Müfessirlerimizden Âlûsî der ki: Rivayetlere bakılırsa bu âyet, Ebû Cehil ve benzerleri hakkında nâzil olmuştur. (el-Âlûsî, XXIII/253.) Müfessir Âlûsî, bu âyette anlatılan kurtarıcılık anlamının uhrevî değil, Hz. Peygamber’in (s.a.s.) bir kısım inatçı kâfirleri İslâm’a davet etme konusunda gösterdiği çabaların yararlı olmayacağını belirten temsîlî bir istiâre olduğunu kaydeder. Yani O’nun, insanların hidâyeti için var gücüyle çalışması, gayret etmesi ve onları imâna davet etmesi, âdeta ateşte yanmakta olan insanları kurtarmaya benzetilmiştir. (el-Âlûsî, XXIII/253.)

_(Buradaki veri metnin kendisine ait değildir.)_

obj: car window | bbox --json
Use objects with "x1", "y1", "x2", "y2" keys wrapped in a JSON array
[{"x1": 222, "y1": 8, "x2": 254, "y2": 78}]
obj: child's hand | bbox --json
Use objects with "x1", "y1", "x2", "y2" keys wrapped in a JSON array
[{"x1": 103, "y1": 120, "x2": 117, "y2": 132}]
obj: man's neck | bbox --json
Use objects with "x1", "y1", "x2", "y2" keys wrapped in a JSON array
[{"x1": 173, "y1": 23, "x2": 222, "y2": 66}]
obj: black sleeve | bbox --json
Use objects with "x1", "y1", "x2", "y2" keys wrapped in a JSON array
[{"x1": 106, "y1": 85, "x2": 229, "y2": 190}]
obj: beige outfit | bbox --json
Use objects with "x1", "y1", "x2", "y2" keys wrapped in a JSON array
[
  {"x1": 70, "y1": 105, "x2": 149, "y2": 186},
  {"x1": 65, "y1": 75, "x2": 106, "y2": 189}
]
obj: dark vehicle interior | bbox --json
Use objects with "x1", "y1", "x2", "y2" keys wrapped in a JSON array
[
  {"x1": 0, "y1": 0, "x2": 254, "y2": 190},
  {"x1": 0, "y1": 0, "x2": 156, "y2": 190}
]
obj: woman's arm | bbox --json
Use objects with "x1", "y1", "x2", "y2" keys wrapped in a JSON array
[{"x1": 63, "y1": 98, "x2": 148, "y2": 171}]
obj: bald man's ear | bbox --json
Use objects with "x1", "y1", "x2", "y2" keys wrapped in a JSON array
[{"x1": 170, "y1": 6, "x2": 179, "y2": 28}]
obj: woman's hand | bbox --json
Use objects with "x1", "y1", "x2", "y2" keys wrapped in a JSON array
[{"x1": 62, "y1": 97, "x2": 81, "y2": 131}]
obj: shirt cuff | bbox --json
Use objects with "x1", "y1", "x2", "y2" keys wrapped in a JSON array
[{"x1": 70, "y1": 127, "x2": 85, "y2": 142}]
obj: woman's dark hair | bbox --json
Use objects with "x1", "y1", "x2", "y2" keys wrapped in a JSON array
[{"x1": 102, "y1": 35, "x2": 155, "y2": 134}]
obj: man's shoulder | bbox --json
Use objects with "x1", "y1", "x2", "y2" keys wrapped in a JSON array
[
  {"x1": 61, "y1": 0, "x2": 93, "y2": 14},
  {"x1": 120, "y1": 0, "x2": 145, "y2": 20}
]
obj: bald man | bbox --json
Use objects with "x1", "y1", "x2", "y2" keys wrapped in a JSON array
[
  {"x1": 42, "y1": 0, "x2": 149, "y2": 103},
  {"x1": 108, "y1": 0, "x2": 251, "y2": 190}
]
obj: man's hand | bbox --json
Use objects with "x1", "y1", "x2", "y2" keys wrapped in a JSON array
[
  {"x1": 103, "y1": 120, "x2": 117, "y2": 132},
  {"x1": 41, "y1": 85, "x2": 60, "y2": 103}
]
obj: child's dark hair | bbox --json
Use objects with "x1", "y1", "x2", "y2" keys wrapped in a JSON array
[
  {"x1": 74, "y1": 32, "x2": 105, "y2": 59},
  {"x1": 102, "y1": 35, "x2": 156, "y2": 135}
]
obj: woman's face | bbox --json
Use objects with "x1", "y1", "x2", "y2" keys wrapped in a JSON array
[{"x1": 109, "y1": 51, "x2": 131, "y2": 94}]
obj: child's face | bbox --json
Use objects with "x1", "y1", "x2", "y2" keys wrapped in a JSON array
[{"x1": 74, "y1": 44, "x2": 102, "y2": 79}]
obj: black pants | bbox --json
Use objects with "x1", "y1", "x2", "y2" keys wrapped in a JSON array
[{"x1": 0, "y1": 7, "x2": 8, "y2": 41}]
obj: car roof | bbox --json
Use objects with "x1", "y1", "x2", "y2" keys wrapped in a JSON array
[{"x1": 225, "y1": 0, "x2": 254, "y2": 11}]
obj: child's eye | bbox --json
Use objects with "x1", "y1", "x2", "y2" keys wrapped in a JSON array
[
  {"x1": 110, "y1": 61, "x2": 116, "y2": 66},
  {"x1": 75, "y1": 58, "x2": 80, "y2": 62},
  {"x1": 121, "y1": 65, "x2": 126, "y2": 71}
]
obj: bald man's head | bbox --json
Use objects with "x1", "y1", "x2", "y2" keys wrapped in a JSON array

Zemahşerî de benzer bir anlam vererek âyeti yorumlamıştır:
“Onların, dünyada, yani hayatta oldukları halde azabı hak etmiş olmaları, sanki ateşe girmişler gibi beyan edilmiştir. Hatta Rasûlullah’ın onları imana davet ederken gösterdiği çaba ve gayretler, onları ateşten kurtarması anlamında ifade edilmiştir.” (ez-Zemahşerî, el-Keşşâf, IV/117.)
Kurtubî ise âyeti sebeb-i nüzûl rivâyetlerinin yardımıyla şöyle tefsir etmektedir:
“Hz. Peygamber (s.a.s.), cehennemlik oldukları (ilm-i ilâhide) bilinen bir topluluğun imana gelmesini şiddetle arzu ediyor ve bunun için çabalıyordu ki, işbu âyet bunun üzerine nâzil olmuştur. İbn-i Abbas’a göre, bu kimseler Ebu Leheb, oğlu ve Hz. Peygamber’in aşiretinden olup da iman etmeyenlerdir.” (el-Kurtubî, XV/244.)
Hz. Peygamber’in (s.a.s.) şu hadisi de söz konusu âyetteki benzetmeyle ilgili ve yukarıdaki yorumları destekler mahiyettedir:
“Benim ve insanların durumu şuna benzer: Bir adam bir ateş yakmış, kelebekler ve uçan bir kısım canlılar da ateşin içine düşüyorlar..” (Buhâri, Sahîh, Enbiyâ, 40, cilt: IV, s. 136.)
Sahîh-i Müslim’deki rivâyet ise farklı ve şöyledir:
“Benim ve insanların durumu şuna benzer: Bir adam ateş yakmış, bir kısım canlılar ve kelebekler ateşin içine düşmeye başlıyorlar. Ben ise, siz ateşe doğru atılırken sizi engellemeye çalışıyorum.” (Müslim, Sahîhu Müslim Bi Şerhi’n-Nevevî, Kitâbu’l-Fedâil, Bab: 17, XV/49.)
Yani bu hadiste, bir kısım insanlar iman etmemekle, henüz dünyada iken cehennem ateşine girmiş gibi ifade edilerek bir yönüyle âyete ışık tutulmuştur.
Netice olarak bu âyet, müfessirlerimizin yorumları ve onu destekleyici hadislerle birlikte düşünüldüğünde, Peygamber Efendimiz’in (s.a.s.) ahirette, kendisine iman eden insanları şefâat ile cehennem ateşinden kurtarmasının imkansızlığını değil, O’nun dünyada iken verdiği İslâmî tebliğ mücadelesinde bir kısım –Ebû Cehil ve Ebû Leheb gibi– müşriklerin imâna gelmeyeceklerini ifade etmektedir.